24 Mai, 2019

‘Burnout’ afeta quase 40% da classe médica em Portugal

Cerca de 66% dos médicos mostram um nível de exaustão emocional e 30% referem acentuada diminuição da realização profissional

Dois terços dos médicos manifestam que estão em exaustão emocional, segundo um estudo que vai ser publicado esta semana na Acta Médica Portuguesa e que considera o ‘burnout’ na classe como um problema “com raízes no sistema de saúde”.

No estudo, que foi realizado em 2016 e atualizado em 2017, a população inquirida representa cerca de 20% dos médicos registados na Ordem.

Nesta investigação, a que a agência Lusa teve acesso, 66% dos médicos demonstram um elevado nível de exaustão emocional e 30% uma grande diminuição da realização profissional. Destes, cerca de 40% demonstram níveis acrescidos de despersonalização, caracterizado por atitudes de descrença ou indiferença e que está associado à síndrome de ‘burnout’.

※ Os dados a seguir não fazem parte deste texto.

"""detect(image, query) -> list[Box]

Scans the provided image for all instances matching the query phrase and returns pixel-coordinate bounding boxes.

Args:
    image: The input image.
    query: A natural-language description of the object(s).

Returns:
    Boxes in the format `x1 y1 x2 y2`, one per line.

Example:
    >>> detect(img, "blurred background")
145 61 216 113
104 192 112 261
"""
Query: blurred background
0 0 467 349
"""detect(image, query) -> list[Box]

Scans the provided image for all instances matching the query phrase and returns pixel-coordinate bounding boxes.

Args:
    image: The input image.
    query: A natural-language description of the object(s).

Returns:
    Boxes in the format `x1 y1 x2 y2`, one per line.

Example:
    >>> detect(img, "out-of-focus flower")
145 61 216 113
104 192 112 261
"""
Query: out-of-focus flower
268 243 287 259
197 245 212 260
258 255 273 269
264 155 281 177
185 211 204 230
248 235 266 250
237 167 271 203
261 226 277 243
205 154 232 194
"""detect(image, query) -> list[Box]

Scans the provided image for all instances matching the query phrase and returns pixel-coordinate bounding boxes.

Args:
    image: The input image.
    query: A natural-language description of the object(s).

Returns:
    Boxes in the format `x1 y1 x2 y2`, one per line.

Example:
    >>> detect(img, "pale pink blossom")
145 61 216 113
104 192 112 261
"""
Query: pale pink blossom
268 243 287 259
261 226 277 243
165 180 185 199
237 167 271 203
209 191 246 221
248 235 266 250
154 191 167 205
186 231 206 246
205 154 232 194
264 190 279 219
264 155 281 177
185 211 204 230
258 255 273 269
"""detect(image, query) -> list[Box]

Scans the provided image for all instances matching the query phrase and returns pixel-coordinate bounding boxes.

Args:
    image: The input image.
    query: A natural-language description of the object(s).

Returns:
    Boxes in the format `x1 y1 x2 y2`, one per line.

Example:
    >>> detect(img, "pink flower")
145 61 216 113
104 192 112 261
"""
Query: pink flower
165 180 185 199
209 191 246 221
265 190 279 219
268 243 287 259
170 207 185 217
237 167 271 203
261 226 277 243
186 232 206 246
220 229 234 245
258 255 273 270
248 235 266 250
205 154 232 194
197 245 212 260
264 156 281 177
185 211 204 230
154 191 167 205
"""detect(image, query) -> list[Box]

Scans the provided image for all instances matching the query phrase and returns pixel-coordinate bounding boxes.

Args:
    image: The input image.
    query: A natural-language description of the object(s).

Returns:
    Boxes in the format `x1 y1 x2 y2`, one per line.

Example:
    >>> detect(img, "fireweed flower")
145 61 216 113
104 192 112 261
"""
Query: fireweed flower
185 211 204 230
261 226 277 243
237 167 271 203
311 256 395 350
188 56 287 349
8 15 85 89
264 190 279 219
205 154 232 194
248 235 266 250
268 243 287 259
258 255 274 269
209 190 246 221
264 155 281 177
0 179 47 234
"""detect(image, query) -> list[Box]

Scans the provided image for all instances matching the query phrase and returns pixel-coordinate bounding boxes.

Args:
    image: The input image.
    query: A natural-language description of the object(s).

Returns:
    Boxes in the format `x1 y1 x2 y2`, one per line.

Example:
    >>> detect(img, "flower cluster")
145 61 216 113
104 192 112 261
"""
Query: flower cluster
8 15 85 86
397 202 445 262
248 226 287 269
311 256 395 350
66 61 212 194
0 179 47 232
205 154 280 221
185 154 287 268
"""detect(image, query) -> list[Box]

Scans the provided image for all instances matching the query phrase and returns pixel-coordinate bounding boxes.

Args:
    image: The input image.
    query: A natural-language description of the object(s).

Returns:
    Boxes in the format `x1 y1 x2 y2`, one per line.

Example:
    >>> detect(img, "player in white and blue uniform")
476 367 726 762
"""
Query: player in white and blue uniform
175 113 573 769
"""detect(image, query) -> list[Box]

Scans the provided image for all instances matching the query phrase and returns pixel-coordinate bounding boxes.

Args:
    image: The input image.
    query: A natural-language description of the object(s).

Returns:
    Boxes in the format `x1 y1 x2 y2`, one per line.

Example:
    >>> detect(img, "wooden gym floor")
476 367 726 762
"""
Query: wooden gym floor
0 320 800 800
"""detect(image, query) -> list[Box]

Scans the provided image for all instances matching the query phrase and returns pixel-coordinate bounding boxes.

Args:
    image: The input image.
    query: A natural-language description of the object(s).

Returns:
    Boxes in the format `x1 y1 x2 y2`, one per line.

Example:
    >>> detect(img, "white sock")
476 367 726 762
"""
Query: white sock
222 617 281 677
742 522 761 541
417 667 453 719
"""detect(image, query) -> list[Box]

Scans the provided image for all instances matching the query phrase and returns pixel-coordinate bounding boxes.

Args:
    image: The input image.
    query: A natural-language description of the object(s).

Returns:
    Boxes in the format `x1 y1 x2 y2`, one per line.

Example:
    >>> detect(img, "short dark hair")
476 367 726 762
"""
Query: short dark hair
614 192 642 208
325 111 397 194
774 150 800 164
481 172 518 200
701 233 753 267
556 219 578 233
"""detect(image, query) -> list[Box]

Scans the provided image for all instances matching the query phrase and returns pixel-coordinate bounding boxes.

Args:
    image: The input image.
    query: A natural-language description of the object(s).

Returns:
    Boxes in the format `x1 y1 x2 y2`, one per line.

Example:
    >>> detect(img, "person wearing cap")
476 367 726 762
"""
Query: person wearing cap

“Os valores tão elevados como os encontrados no presente estudo conduzem, desde logo, à compreensão do ‘burnout’ como um problema socioprofissional com raízes no sistema de saúde, não podendo ser justificado com base em características individuais relacionadas com fragilidades pessoais”, defendem os autores do estudo, encomendado pela Ordem dos Médicos e realizado em parceria com o Instituto de Ciências Sociais da Universidade de Lisboa.

Os resultados demonstram ainda que “o papel dos fatores de natureza organizacional na explicação” das situações de ‘burnout’.

As exigências profissionais, bem como os recursos organizacionais são vistos pelos médicos como a razão de uma maior exaustão emocional.

“Os melhores preditores de elevados níveis de exaustão emocional são, ao nível organizacional, a perceção de baixos recursos e de elevadas exigências associadas, designadamente, aos horários de trabalho e à relação com os doentes”, indica a análise que vai ser publicada.

A investigação salienta que o bem-estar dos médicos “é importante para o funcionamento do sistema de saúde em geral” e recomenda uma intervenção urgente.

Apesar destas conclusões, os investigadores registaram “níveis muito elevados de envolvimento com o trabalho”, sendo este um indicador da “adaptação positiva da maioria dos médicos às condições” de trabalho adversas.

Além disso, o estudo procurou analisar quais as especialidades médicas em que estes profissionais de saúde tinham níveis altos e baixos de cada um dos indicadores de ‘burnout’: exaustão emocional, despersonalização e diminuição de realização profissional. Medicina interna, oncologia, doenças infecciosas, neurologia e hematologia são as especialidades mais afetadas pela exaustão emocional.

Mas é na cirurgia geral, hematologia, neurologia, urologia e ortopedia que se verificam maiores valores mais elevados de despersonalização, um “transtorno que consiste em sentimentos recorrentes ou persistentes de distanciamento do próprio corpo ou processos mentais, geralmente com uma sensação de ser um observador externo da própria vida”, como explica David Spiegel num artigo publicado na MSD sobre transtornos psiquiátricos.

As especialidades nas quais existe um maior número de médicos com falta de realização profissional são a oftalmologia, medicina geral e familiar, doenças infecciosas, psiquiatria, cardiologia e dermatologia.

E quais as especialidades com maiores percentagens de médicos com valores altos em pelo menos dois indicadores de ‘burnout’? O estudo concluiu que a medicina de emergência, a medicina interna, a neurologia e a medicina familiar têm os valores mais elevados. Quanto aos níveis mais baixos verificaram-se na patologia, dermatologia, pediatria geral e medicina preventiva.